PKCS

Recently I was working on a tool written in Python that takes an inventory of executables installed on a system. Part of this inventory is digital signature information of signed Windows binaries. On Windows, executables are in Portable Executable (PE) format.

A great module for PE’s exists for Python: pefile. From their website:

pefile is a multi-platform Python module to read and work with Portable Executable (aka PE) files. Most of the information in the PE Header is accessible, as well as all the sections, section’s information and data.

With pefile, we can now access the digital signature block in an executable, if any:

import pefile

#  load and parse PE
pe = pefile.PE('/path/to/foo.exe')

#  get the security directory entry
address = pe.OPTIONAL_HEADER.DATA_DIRECTORY[pefile.DIRECTORY_ENTRY['IMAGE_DIRECTORY_ENTRY_SECURITY']].VirtualAddress

if address > 0:  
  # Always in DER format AFAIK
  derData = pe.write()[address + 8:];

Now that we have the DER data, some other interesting Python modules come into play:

  1. pyasn1: A module for parsing Abstract Syntax Notation One (ASN.1) data. The DER data we just acquired is ASN.1 encoded.
  2. pyasn1-modules: A collection of ASN.1-based protocols modules

Using the the above modules, we can start to parse and extract information from the DER data:

# ...continuation from above ...

(contentInfo, rest) = decode(derData, asn1Spec=rfc2315.ContentInfo())

contentType = contentInfo.getComponentByName('contentType')

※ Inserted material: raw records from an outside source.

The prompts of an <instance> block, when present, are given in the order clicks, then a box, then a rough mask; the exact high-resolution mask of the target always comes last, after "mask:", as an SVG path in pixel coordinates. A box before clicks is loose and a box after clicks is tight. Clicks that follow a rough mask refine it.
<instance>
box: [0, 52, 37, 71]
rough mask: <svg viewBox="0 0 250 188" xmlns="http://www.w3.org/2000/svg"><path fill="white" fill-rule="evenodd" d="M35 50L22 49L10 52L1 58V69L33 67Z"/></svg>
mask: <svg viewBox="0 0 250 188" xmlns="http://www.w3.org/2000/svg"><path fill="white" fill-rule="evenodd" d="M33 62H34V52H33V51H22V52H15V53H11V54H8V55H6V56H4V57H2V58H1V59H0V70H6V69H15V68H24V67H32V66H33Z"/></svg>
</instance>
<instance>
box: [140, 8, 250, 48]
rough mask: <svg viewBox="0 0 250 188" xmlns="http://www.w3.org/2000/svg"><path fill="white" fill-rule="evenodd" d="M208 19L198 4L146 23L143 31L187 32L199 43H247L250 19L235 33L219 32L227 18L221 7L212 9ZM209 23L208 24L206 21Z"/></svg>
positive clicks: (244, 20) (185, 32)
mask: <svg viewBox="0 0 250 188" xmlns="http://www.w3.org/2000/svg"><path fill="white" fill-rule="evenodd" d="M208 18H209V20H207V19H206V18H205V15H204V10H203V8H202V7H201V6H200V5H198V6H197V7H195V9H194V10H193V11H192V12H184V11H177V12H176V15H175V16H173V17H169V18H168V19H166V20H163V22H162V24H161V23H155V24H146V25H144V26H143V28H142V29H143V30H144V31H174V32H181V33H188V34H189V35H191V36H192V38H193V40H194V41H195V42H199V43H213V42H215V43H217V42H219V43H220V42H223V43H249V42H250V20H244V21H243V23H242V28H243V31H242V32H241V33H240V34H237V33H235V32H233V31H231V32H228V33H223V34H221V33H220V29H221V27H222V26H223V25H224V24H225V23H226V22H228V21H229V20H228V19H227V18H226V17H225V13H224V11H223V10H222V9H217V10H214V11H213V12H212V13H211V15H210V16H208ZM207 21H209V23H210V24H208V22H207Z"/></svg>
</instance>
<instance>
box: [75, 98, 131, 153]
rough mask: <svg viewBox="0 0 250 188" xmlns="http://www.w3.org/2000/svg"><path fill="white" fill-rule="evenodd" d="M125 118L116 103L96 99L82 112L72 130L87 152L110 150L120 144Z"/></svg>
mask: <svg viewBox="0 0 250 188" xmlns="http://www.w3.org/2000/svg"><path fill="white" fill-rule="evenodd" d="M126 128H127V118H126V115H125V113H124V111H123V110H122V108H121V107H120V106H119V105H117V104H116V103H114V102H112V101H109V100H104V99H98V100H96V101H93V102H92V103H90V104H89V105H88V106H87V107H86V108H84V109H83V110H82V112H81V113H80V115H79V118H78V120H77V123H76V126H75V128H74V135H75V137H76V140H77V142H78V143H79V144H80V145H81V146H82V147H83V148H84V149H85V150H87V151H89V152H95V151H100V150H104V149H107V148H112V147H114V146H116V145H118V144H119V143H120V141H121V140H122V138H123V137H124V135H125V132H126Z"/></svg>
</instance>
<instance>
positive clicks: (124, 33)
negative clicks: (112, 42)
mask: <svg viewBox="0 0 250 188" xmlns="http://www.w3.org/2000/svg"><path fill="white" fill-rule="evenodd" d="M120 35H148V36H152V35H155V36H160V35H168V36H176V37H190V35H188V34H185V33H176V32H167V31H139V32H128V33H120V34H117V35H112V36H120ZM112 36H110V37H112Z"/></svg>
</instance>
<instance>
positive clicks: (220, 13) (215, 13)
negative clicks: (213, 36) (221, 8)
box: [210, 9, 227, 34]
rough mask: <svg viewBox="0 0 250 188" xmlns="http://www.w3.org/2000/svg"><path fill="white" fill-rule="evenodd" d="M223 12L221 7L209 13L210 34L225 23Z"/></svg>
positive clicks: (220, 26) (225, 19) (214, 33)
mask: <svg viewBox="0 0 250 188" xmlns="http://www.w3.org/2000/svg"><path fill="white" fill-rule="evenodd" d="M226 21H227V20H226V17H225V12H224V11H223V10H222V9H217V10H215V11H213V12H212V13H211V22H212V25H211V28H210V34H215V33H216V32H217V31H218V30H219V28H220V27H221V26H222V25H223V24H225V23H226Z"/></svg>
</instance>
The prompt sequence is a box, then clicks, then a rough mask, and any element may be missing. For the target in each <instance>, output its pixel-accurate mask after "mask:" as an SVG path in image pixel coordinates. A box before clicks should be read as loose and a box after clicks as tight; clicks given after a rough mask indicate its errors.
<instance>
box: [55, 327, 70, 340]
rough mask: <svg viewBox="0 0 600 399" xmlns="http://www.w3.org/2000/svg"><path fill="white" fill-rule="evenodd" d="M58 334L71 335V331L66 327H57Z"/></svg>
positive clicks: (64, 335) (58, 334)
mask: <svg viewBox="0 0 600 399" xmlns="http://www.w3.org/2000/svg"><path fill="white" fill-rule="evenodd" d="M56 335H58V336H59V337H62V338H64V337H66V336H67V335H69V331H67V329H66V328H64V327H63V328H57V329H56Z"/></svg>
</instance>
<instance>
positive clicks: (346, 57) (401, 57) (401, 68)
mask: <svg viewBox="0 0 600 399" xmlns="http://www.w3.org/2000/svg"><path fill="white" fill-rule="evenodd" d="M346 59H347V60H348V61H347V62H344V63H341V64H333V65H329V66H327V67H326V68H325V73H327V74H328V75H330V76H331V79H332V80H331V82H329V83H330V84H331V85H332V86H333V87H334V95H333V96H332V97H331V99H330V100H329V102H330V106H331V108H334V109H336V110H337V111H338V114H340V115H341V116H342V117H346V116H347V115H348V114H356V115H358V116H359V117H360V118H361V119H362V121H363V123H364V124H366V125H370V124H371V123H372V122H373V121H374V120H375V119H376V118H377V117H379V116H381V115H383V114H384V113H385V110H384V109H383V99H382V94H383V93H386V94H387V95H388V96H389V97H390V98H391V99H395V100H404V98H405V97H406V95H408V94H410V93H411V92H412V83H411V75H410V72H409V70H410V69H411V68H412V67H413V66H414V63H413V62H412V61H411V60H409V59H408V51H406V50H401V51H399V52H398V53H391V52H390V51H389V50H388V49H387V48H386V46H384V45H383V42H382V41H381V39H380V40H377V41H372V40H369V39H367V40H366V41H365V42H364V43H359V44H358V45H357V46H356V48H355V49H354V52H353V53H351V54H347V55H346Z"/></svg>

if contentType == rfc2315.signedData:  
  signedData = decode(
    contentInfo.getComponentByName('content'),
    asn1Spec=rfc2315.SignedData())

for sd in signedData:  
  if sd == '':
    continue

  signerInfos = sd.getComponentByName('signerInfos')
    for si in signerInfos:
      issuerAndSerial = si.getComponentByName('issuerAndSerialNumber')
      issuer = issuerAndSerial.getComponentByName('issuer').getComponent()
      for i in issuer:
        for r in i:
          at = r.getComponentByName('type')                       
          if rfc2459.id_at_countryName == at:
            cn = decode(
                r.getComponentByName('value'), 
                asn1Spec=rfc2459.X520countryName())
            print(cn[0])
          elif rfc2459.id_at_organizationName == at:
            on = decode(
                r.getComponentByName('value'),
                asn1Spec=rfc2459.X520OrganizationName())
            print(on[0].getComponent())
          elif rfc2459.id_at_organizationalUnitName == at:
            ou = decode(
                r.getComponentByName('value'),
                asn1Spec=rfc2459.X520OrganizationalUnitName())
            print(ou[0].getComponent())
          elif rfc2459.id_at_commonName == at:
            cn = decode(
                r.getComponentByName('value'),
                asn1Spec=rfc2459.X520CommonName())
            print(cn[0].getComponent())
          else:
            print at

…not too bad!

The above code is for illustration purposes and omits nearly all error checking, but should get the point across.